Борис Андреев - Борис Андреев. Воспоминания, статьи, выступления, афоризмы
Он был волгарь, саратовец, из тех мест, где искони рождались русские богатыри, где сколачивались бурлацкие артели, где обитал лихой и шумный народ — волжские ватажники… Он и сам работал грузчиком, одновременно учась в Саратовском театральном училище, до этого трудился на комбайновом заводе. Молодецкая сила, крупность характера, презрение к суете, веселое добродушие — это, я думаю, подарили Андрееву Волга и земляки-волжане. Но он не был увалень-простак, как, может быть, казалось кому-то с первого взгляда. В нем жила, трудилась, радовалась и мучилась чуткая и тонкая душа. И вспомните, как неспешно, осторожно двигался Андреев на экране, как говорил, сдерживая свой могучий бас, — словно прислушивался к чему-то сокровенному у себя внутри, боялся расплескать, стеснялся обнажить. А оказалось теперь — щедро, не жалея, до конца подарил нам, его друзьям, своим зрителям.
До конца? Конечно, нет! Он многое еще мог бы сыграть и в молодости, и в зрелые годы, и сейчас, но это уж зависело не от него, а то, что мог сделать он, Борис Андреев, он совершил.

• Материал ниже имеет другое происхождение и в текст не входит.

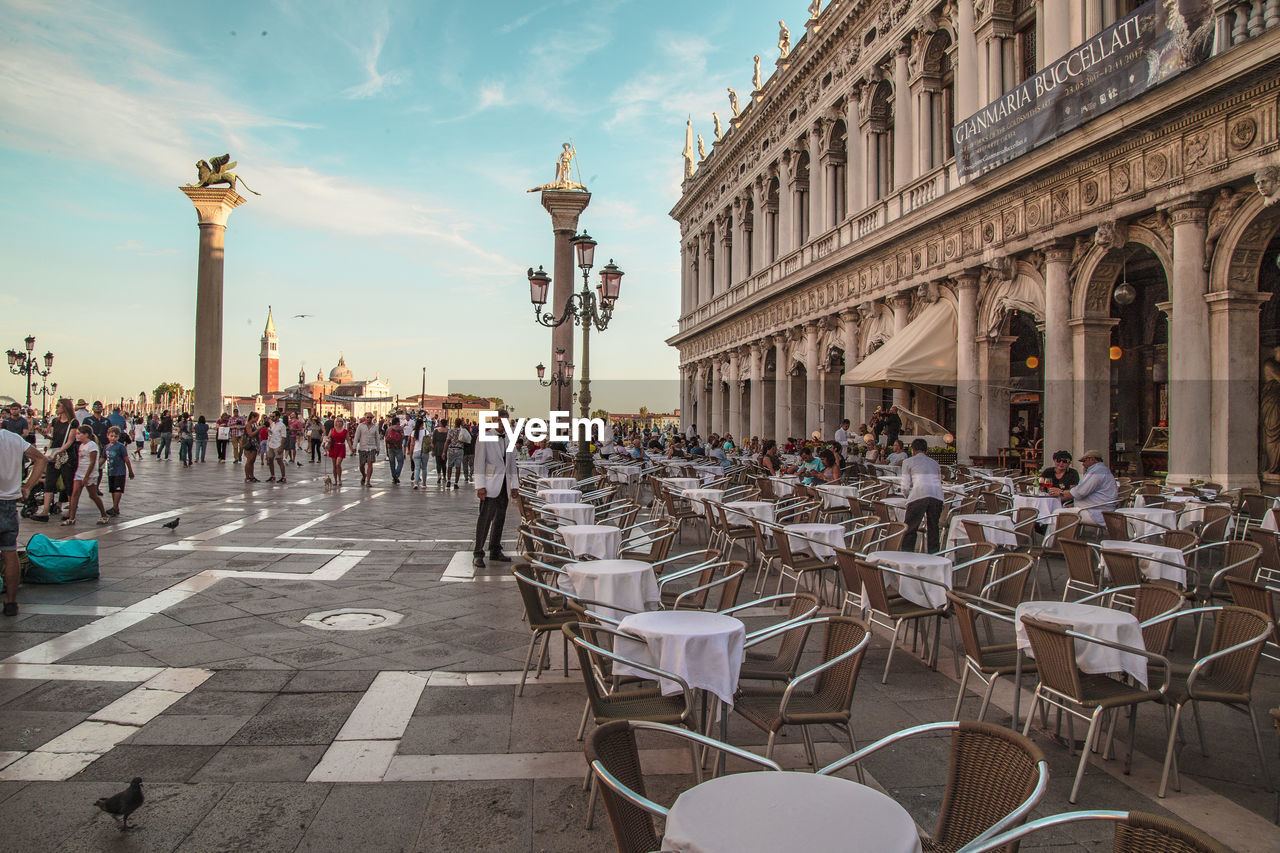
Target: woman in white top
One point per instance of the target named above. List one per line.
(86, 477)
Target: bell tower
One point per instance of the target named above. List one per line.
(269, 359)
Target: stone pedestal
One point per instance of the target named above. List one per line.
(565, 206)
(213, 206)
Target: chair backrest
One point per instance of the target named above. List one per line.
(993, 770)
(1055, 656)
(1116, 524)
(615, 746)
(1079, 561)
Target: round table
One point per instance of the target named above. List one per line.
(561, 496)
(1001, 536)
(702, 647)
(1150, 569)
(600, 541)
(571, 512)
(826, 536)
(920, 565)
(764, 812)
(1104, 623)
(1141, 518)
(627, 583)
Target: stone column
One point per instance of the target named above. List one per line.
(565, 206)
(904, 159)
(213, 206)
(1059, 388)
(967, 64)
(1233, 319)
(1189, 369)
(968, 388)
(1091, 342)
(755, 422)
(901, 305)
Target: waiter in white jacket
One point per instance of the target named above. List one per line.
(494, 478)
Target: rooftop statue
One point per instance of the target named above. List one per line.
(563, 172)
(218, 170)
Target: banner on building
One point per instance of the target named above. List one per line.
(1159, 40)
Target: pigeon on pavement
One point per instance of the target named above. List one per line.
(124, 803)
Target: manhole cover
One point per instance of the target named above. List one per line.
(352, 619)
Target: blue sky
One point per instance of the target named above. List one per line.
(392, 142)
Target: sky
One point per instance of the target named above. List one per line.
(392, 145)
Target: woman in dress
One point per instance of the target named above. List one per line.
(337, 447)
(248, 446)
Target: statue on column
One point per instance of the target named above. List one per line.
(218, 170)
(1269, 398)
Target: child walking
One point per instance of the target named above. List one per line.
(117, 465)
(86, 468)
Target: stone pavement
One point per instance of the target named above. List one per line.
(190, 664)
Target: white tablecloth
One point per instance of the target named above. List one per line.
(767, 812)
(600, 541)
(627, 583)
(702, 647)
(695, 497)
(1104, 623)
(1045, 506)
(922, 565)
(556, 482)
(571, 512)
(1002, 536)
(561, 496)
(826, 536)
(762, 510)
(835, 496)
(1139, 516)
(1153, 570)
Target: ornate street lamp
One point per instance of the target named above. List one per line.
(24, 364)
(585, 309)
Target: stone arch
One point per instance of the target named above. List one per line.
(1098, 270)
(1238, 255)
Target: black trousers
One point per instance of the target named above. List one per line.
(931, 509)
(493, 516)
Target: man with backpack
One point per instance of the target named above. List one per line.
(394, 441)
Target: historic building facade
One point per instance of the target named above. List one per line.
(1114, 287)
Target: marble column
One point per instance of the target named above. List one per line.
(565, 206)
(1059, 387)
(968, 387)
(755, 373)
(1189, 368)
(813, 378)
(1091, 342)
(1233, 319)
(213, 206)
(904, 145)
(901, 305)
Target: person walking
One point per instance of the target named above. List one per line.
(13, 450)
(922, 484)
(337, 441)
(496, 477)
(201, 430)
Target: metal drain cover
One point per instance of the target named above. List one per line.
(352, 619)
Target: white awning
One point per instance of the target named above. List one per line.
(923, 354)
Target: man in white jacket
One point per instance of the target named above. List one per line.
(494, 478)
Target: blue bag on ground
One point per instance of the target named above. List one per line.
(60, 561)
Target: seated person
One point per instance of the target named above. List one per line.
(1060, 474)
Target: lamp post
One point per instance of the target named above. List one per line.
(585, 309)
(23, 364)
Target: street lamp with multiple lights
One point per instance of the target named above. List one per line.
(585, 309)
(23, 364)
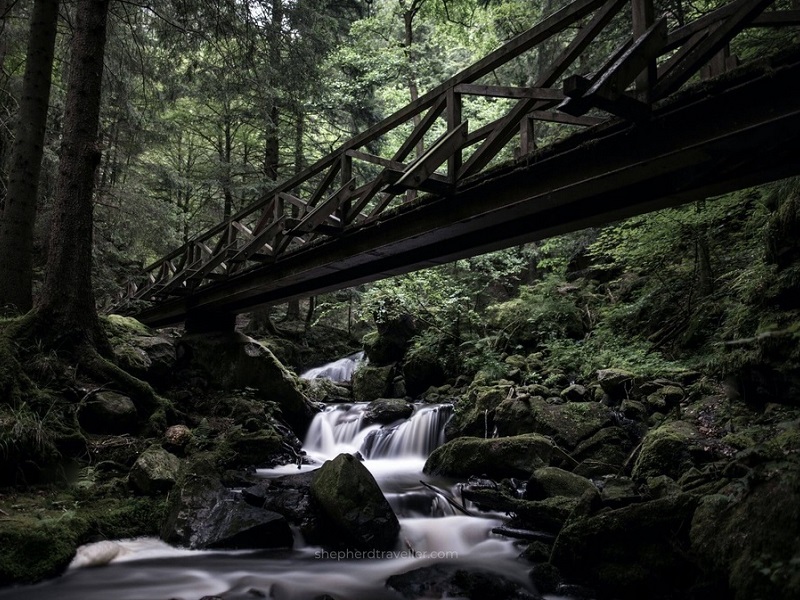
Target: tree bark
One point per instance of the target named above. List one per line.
(19, 212)
(67, 300)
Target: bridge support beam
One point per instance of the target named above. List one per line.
(210, 322)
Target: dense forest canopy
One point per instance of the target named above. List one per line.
(205, 106)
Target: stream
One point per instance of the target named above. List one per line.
(432, 532)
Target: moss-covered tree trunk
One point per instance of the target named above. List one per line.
(19, 212)
(67, 301)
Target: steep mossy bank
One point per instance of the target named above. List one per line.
(82, 462)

С Борисом Андреевым я познакомился и подружился во время съемок «Трактористов». Это была первая его роль в кино, а сыграл он ее очень уверенно, профессионально, с чувством меры, нигде не «пережимая», хорошо взаимодействуя с партнерами. В нем сразу же обнаружился недюжинный актерский талант.
Судьба еще трижды сводила нас на съемочной площадке: в картине «Малахов курган», где Борис Федорович сыграл командира Чапаевской дивизии Жуковского; в фильме «Максимка» — там Андреев был «пропащим» матросом Лучкиным; в «Жестокости» он играл роль Лазаря Баукина — человека трагической судьбы, сильного, мрачного, озлобленного, в чем-то основательного и справедливого, но вот угодившего в банду.
Эти четыре мастерски сыгранные роли только малая часть из созданного Б. Андреевым на экране.
Зритель хорошо помнит Сашу Свинцова — Сашу с Уралмаша — из фильма «Два бойца». И, конечно, его героев в картинах «Большая жизнь», «Большая семья»… Борис Андреев поистине был создан для больших ролей, для воплощения крупных характеров.
Андреевские персонажи менялись с годами. Молодые герои актера — это парни, которым все нипочем, упрямцы, сорвиголовы, удальцы в гульбе, труде и ратных делах. Они ясны в своих устремлениях и помыслах, самоочевидны, что ли, — прочитываются сразу и «до конца». Те герои, которых Б. Андреев играл позже, начиная с 50-х годов, — душевно сложнее, глубже, умудреннее жизнью. У них часто трудный характер, крутой нрав, порой — трагическая судьба. Но это цельные натуры, широкие, не мелочные, им претит фальшь, трусость, низость. Они упорно размышляют о жизни и самостоятельно судят о ней.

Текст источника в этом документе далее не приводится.